HyGPT-10b-it

HyGPT-10b-it is an instruction-tuned version of HyGPT-10b, the first Armenian large language model that was pretrained on a corpus of Armenian text data. This model has been fine-tuned on a diverse instruction dataset to enhance its ability to follow instructions, engage in multi-turn conversations, and perform various language tasks in Armenian, Russian, and English.

Model Details

Model Description

HyGPT-10b-it is a decoder-only language model based on the HyGPT-10b base model that was first pretrained on 10B tokens of Armenian text and then instruction-tuned (SFT) on a diverse dataset of 50,000 instruction samples.

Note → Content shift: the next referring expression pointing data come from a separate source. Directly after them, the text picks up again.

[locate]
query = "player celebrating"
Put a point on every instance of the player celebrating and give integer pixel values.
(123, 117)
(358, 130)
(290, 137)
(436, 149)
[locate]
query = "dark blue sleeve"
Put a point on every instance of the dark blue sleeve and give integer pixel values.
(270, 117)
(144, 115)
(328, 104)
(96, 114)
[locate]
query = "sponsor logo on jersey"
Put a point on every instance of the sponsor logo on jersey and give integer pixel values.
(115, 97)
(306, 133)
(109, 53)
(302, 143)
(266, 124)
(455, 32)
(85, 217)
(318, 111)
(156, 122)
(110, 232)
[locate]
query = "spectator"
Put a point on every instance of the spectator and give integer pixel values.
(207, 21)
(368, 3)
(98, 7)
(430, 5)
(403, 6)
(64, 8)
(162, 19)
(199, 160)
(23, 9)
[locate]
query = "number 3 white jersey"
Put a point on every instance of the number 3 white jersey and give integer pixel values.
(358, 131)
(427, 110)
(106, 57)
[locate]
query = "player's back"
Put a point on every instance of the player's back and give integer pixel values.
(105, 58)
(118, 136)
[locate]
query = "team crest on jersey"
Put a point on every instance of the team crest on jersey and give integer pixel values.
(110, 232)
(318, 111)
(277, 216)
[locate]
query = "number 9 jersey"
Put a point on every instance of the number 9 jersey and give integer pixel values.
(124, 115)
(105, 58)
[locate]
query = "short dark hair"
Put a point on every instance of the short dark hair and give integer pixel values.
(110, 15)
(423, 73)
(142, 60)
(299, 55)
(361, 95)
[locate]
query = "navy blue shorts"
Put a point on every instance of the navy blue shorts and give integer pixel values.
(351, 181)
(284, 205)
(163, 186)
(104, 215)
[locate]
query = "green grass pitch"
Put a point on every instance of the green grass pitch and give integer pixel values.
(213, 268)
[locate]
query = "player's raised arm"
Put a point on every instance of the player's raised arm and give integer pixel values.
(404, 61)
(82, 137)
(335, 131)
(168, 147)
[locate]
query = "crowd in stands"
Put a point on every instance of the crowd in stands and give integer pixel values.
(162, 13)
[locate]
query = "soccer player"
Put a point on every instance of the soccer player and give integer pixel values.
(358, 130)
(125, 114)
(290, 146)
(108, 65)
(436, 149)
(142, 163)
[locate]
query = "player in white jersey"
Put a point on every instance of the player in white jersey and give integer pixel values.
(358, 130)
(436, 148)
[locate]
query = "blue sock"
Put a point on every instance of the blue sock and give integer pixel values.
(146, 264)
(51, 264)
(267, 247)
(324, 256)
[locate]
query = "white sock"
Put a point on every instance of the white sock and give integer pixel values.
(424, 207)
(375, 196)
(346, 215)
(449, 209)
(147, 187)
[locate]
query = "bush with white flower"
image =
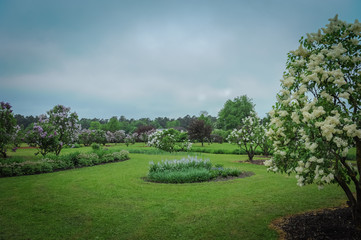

Developed by: Gen2B & NCCAIT
Model type: Instruction-tuned decoder-only language model
Language(s) (NLP): Armenian, English, Russian
Technical Report: link
License: HyGPT Permissive Use License

Uses

First, install the Transformers library with:

pip install -U transformers

Then, run this example:

from transformers import AutoModelForCausalLM, AutoTokenizer, GenerationConfig
import torch

model_path = "Gen2B/HyGPT-10b-it"
tokenizer = AutoTokenizer.from_pretrained(model_path)
model = AutoModelForCausalLM.from_pretrained(
    model_path,
    torch_dtype=torch.float16,
    device_map="auto",
)

# Example of a single-turn conversation
chat = [
    {"role": "user", "content": "Ինչու է խոտը Կանաչ:"}
]

# Example of a multi-turn conversation
# chat = [
#     {"role": "user", "content": "Բարև, ինչպե՞ս ես:"},
#     {"role": "assistant", "content": "Բարև, ես լավ եմ: Ինչով կարող եմ օգնել քեզ այսօր:"},
#     {"role": "user", "content": "Ինչու է խոտը Կանաչ:"}
# ]

PROMPT = tokenizer.apply_chat_template(chat, tokenize=False, add_generation_prompt=True)

inputs = tokenizer(
    PROMPT,
    return_tensors="pt",
)

print("Generating...")
generation_output = model.generate(
    input_ids=inputs["input_ids"].cuda(),
    generation_config=GenerationConfig(
        temperature=0.0001,
        repetition_penalty=1.1,
        do_sample=True
    ),
    return_dict_in_generate=True,
    output_scores=True,
    max_new_tokens=1024,
)
for s in generation_output.sequences:
    print(tokenizer.decode(s))

# Խոտի մեջ կան պիգմենտներ, որոնք կլանում են լույսի միայն կարճ ալիքները և անդրադարձնում երկար ալիքները։ Դրանք նաև բաց են թողնում ուլտրամանուշակագույն և ինֆրակարմիր ալիքները։ Մարդու աչքերը զգայուն չեն այս ալիքների նկատմամբ, ուստի դրանք տեսանելի չեն։ Այսպիսով, երբ արևի լույսը հարվածում է խոտին, այն անդրադարձնում է երկար ալիքները՝ առաջացնելով կանաչ գույնը, որը մենք տեսնում ենք:

Direct Use

HyGPT-10b-it can be used directly for:

Multi-turn conversations in Armenian
Rephrasing and paraphrasing Armenian text
Question answering in Armenian
Text summarization and paraphrasing
Translation between Armenian, Russian, and English
Mathematical problem solving
General knowledge queries
Educational content assistance

Bias, Risks, and Limitations

The model may reflect biases present in both the pretraining and instruction-tuning datasets
Accuracy may vary across different Armenian dialects and regional variations
The model may not have up-to-date knowledge beyond its training data
Like all language models, it may occasionally generate incorrect or nonsensical responses
The model's understanding of specialized Armenian terminology may be limited in certain domains
Performance on complex reasoning tasks may be inconsistent

Training Details

Base Model

The base model (HyGPT-10b) was pretrained on a diverse corpus of Armenian text data comprising approximately 10 billion tokens, including:

Armenian web content
Armenian literature and publications
Armenian news articles
Armenian Wikipedia
Other publicly available Armenian text sources

Instruction Tuning Dataset

The model was fine-tuned on a diverse instruction dataset consisting of 50,000 samples with the following characteristics:

Dataset Composition:
- Single-turn instruction-response pairs
- Multi-turn conversations (dialogues with multiple exchanges)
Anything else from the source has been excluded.